5-Polar fuzzy graph for decision making

The membership degree of edge \(c_{1}c_{2}\) shows that the members \(c_{1}\) and \(c_{2}\) decide that Ali is 20% eligible, Usman is 30% eligible, Umar is 50% eligible, Amir is 10% eligible and Musa is 20% eligible. So, according to \(c_{1}c_{2}\) Umar is an eligible candidate for the post of manager. Similarly, \(c_{2}c_{3}\) selects Usman, \(c_{3}c_{4}\) selects Usman, \(c_{4}c_{5}\) also selects Usman, \(c_{5}c_{2}\) selects Ali and \(c_{5}c_{1}\) selects Usman. Hence, according to all members Usman has more degree of preference as compared to others.

4.2 m-Polar fuzzy graphs in social network

Graph models find broad applications in many disciplines of mathematics, social sciences, natural sciences and computer sciences. In studies of group behavior, it is inspected that many people can influence thinking of others. A digraph can be used to model such behavior and this graph is called an influence graph.

Definition 4.1

An m-polar fuzzy digraph of a digraph \(G^* = (V,E)\) is a pair \(G=(C,D)\), where \(C: V \rightarrow {[0,1]}^m\) is an m-polar fuzzy set in V and \(D: E \rightarrow {[0,1]}^m\) is an m-polar fuzzy relation on V such that \(p_{i} \circ D(xy) \le \inf \{p_{i} \circ C(x),p_{i} \circ C(y)\}\) for all \(x,y \in V\) and \(i = 1,2,3,\cdots ,m\). We note that D need not to be symmetric, i.e. \(p_{i} \circ D(xy) \ne p_{i} \circ D(yx)\).

We discuss the influence of a person in a social group on skype.

Let \(G = \{\mathrm{Mike, ~Helly, ~David, ~Bisma, ~Ali, ~Umair, ~Zahra}\}\) be the set of seven persons in a social group. The influence degree depends on logical persuading, exchanging, alliance building, legitimizing and appealing to values. Then, we get a 5-polar fuzzy influence graph \(D = (G,I)\), in which, vertices representing the persons of a social group and edges representing the influence of a person on other (Fig. 14).

Fig. 14
figure 14

5-Polar fuzzy digraph

Here, G is the set of vertices defined as

\(\{\)(Mike,0.5,0.3,0.4,0.2,0.3), (Helly,0.3,0.6,0.5,0.4,0.2), (David,0.2,0.4,0.5,0.3,0.6), (Bisma,0.5,0.2,0.6,0.7,0.4), (Ali,0.4,0.2,0.5,0.6,0.3), (Umair,0.7,0.6,0.8,0.9,0.5), (Zahra,0.6,0.2,0.1,0.3,0.2)}.
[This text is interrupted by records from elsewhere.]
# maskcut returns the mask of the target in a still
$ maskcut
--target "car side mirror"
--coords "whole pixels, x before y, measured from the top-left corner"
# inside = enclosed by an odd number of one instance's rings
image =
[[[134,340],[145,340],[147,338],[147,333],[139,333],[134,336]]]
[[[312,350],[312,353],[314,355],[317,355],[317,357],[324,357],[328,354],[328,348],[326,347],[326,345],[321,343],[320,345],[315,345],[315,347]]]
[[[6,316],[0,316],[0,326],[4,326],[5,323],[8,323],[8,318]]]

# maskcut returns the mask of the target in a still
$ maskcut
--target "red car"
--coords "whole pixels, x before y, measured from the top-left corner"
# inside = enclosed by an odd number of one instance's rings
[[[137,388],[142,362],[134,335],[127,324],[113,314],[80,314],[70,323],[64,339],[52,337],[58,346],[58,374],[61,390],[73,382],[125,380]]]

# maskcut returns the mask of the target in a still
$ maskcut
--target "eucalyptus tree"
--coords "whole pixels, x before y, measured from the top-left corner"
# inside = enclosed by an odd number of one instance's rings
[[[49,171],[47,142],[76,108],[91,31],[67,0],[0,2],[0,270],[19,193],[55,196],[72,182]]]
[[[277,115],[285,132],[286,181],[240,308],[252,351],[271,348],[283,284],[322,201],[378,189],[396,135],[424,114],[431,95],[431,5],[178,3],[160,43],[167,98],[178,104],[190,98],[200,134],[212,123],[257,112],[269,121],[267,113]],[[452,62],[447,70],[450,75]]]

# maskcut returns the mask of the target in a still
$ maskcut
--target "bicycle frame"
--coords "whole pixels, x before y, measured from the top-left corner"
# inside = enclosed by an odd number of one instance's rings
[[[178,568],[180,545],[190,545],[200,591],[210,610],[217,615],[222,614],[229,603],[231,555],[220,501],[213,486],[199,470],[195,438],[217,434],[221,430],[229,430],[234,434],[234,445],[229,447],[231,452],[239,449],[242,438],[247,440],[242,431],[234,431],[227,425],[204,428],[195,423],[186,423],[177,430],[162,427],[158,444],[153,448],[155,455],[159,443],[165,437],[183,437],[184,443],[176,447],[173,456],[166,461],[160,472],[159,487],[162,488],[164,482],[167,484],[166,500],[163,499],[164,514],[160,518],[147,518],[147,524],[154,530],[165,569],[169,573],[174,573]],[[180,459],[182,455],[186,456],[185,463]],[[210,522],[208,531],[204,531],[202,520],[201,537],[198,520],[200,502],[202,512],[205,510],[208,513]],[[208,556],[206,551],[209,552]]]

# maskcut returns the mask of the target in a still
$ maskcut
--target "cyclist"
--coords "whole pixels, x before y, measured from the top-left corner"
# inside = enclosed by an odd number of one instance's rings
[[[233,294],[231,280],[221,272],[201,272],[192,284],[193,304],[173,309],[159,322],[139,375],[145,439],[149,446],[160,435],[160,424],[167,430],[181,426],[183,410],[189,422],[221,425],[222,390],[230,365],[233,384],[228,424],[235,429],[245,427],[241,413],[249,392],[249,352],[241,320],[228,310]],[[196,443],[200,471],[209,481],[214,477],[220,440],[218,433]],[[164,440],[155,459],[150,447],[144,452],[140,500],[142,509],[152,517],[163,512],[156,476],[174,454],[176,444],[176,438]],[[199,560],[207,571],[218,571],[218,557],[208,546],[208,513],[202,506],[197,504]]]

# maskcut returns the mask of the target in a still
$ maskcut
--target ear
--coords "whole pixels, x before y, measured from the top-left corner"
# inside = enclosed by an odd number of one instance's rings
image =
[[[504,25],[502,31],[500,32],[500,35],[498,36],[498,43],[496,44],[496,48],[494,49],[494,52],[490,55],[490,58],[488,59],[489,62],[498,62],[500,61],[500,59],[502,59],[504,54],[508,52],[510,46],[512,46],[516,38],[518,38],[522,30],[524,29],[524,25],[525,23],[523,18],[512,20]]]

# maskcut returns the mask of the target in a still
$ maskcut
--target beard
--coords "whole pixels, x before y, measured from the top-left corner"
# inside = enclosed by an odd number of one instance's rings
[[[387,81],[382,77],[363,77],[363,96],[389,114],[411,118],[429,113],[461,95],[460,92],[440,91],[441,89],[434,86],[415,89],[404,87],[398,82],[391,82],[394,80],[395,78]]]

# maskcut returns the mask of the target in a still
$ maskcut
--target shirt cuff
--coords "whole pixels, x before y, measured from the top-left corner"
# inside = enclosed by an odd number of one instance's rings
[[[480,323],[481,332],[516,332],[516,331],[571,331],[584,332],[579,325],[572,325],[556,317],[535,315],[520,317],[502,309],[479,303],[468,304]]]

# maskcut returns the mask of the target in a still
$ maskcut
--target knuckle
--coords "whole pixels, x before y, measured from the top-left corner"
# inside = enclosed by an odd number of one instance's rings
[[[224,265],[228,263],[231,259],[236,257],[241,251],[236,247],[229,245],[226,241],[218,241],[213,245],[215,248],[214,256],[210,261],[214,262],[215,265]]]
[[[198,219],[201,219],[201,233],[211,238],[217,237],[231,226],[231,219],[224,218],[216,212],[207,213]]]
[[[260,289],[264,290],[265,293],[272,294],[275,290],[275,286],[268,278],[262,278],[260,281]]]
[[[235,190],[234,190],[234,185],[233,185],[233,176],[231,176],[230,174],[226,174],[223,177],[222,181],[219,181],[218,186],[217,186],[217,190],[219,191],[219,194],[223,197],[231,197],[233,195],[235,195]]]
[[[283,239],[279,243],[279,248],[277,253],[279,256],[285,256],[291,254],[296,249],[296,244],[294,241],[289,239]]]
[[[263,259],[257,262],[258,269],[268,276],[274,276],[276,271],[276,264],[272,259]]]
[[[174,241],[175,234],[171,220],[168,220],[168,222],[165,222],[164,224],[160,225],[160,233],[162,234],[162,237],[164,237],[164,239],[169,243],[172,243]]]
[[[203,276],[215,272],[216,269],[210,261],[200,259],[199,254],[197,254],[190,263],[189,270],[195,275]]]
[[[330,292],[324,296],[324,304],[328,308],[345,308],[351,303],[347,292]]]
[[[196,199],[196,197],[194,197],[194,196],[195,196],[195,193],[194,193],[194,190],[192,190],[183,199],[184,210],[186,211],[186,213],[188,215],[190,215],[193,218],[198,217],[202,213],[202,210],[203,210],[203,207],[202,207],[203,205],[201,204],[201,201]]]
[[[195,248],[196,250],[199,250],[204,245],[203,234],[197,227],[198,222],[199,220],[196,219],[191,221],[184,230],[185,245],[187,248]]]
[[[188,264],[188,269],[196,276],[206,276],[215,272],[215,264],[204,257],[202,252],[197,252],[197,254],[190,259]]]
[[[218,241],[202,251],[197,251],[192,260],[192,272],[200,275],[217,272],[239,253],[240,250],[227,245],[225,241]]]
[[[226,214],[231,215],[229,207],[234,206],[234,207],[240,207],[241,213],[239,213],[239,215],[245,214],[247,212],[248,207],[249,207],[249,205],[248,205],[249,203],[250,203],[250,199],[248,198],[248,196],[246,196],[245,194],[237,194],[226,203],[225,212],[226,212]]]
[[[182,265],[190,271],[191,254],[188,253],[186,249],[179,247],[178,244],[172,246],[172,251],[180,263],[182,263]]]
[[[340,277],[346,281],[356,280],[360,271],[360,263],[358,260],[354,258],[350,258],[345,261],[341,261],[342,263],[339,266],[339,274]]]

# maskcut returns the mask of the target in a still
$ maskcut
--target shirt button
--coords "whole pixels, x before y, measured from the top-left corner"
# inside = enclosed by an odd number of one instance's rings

I is the set of edges. The membership degree of edges can be calculated as

$$\begin{aligned} p_{i} \circ I(xy) \le \inf \{p_{i} \circ G(x), p_{i} \circ G(y)\} \end{aligned}$$

A graph shows that Umair influence Mike, Helly, Bisma and Zahra. We can see that Umair’s 50 % impact on Mike is due to logical persuading, 30 % is due to exchanging, 40 % is due to alliance building, 20 % is due to legitimizing and 30 % impact is due to appealing to values. Similarly, we can see for Bisma and Zahra. Mike influence Helly, Helly influence David, Bisma influence David and Ali, Ali influence Zahra, Zahra influence Mike. So, observations show that Umair is a most influential person in the group.

5 Conclusion and future work

Fuzzy graph theory is highly utilized in research fields of computer science along with the theory of control, mining of data, expert systems and theory of database. An m-polar fuzzy model is a generalization of the fuzzy model. In this paper, we have discussed certain types of irregular m-polar fuzzy graphs. We have also presented applications of m-polar fuzzy graphs. We are extending our research work to (1) m-polar fuzzy planar graphs, (2) m-polar fuzzy competition graphs, (3) m-polar fuzzy hypergraphs.